Delayed Machine Registration + Token Errors


Incident resolved in 4h10m2s

Resolved

This incident has been resolved.

1770324787

Update

A fix has been deployed across all impacted hosts. We are seeing a sharp reduction in Token errors since 20:00 UTC and other metrics are recovering as well. We are continuing to monitor closely

1770322307

Update

We saw some improvement from the previous fix, however errors remained elevated on some hosts. We have identified the root cause of the remaining errors as a communication issue between the hosts and our Token database. We are preparing a fix that should resolve these.

1770318203

Update

We have rolled out an initial fix for the token issues and are monitoring for improvements.

1770315549

Investigating

While Machine registration error rates have improved, we are now seeing elevated error rates verifying user tokens during some actions.

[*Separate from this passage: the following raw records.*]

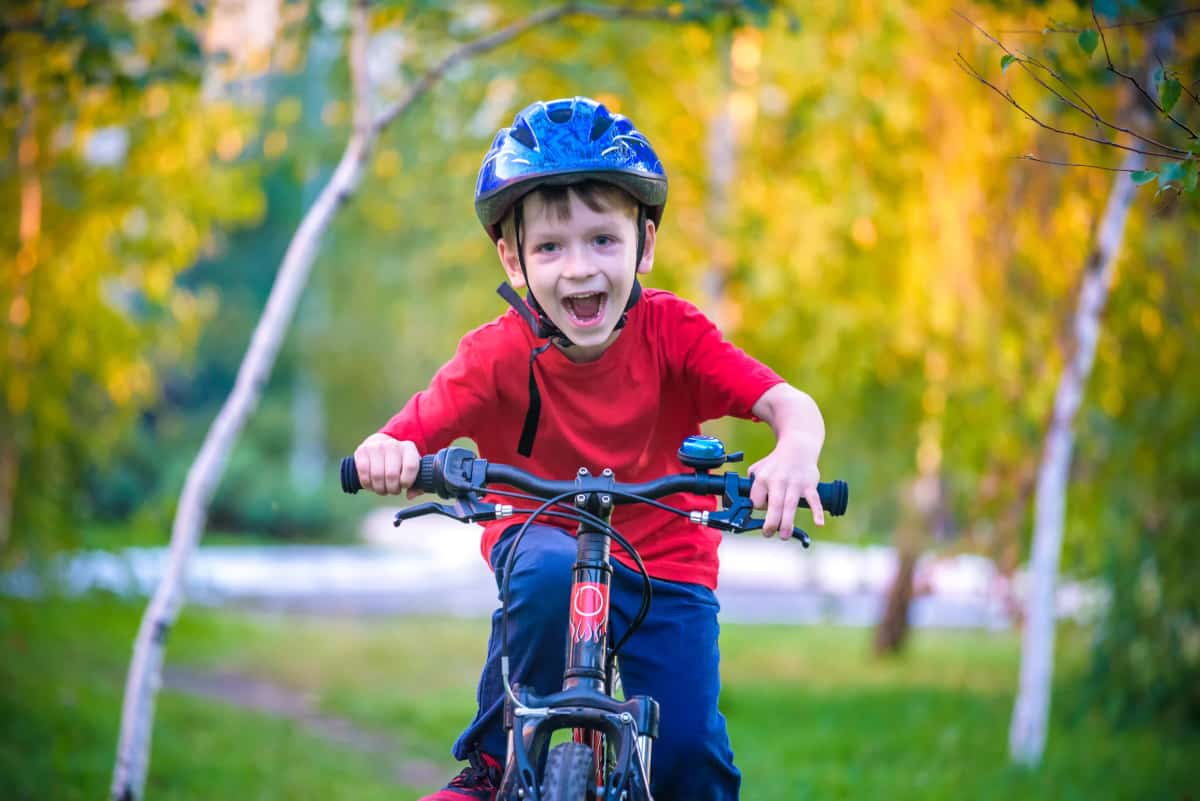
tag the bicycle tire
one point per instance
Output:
(570, 774)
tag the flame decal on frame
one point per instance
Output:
(589, 612)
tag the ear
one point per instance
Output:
(510, 263)
(647, 262)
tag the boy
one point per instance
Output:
(592, 371)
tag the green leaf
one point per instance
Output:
(1191, 175)
(1173, 175)
(1169, 94)
(1087, 40)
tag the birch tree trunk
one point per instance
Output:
(145, 668)
(1031, 710)
(16, 315)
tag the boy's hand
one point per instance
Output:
(780, 480)
(387, 465)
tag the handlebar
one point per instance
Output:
(456, 473)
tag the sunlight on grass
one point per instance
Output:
(811, 712)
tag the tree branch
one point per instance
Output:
(1134, 23)
(975, 73)
(505, 35)
(1031, 157)
(1113, 68)
(1089, 112)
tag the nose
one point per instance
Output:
(576, 264)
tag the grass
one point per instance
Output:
(811, 715)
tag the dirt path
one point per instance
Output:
(265, 697)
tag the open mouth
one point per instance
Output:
(586, 309)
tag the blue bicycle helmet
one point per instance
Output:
(567, 142)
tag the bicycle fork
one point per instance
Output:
(625, 729)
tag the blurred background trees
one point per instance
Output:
(874, 236)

Users may see errors like "failed to launch VM: permission_denied: bolt token: failed to verify service token: no verified tokens" when deploying or creating machines.

We are investigating

1770313328

Update

A fix has been rolled out and most hosts are registering machines as normal. A few hosts remain with elevated error rates, we are continuing to fix these. Users who experience an error creating or deploying a new machine should re-try the operation.

1770310754

Update

We have identified elevated error rates registering new machines with our global state tracking service on some hosts. We have identified the issue and are deploying a fix.

Users may have seen elevated machine create, start, or deployment failures over the past ~20 minutes.

1770309785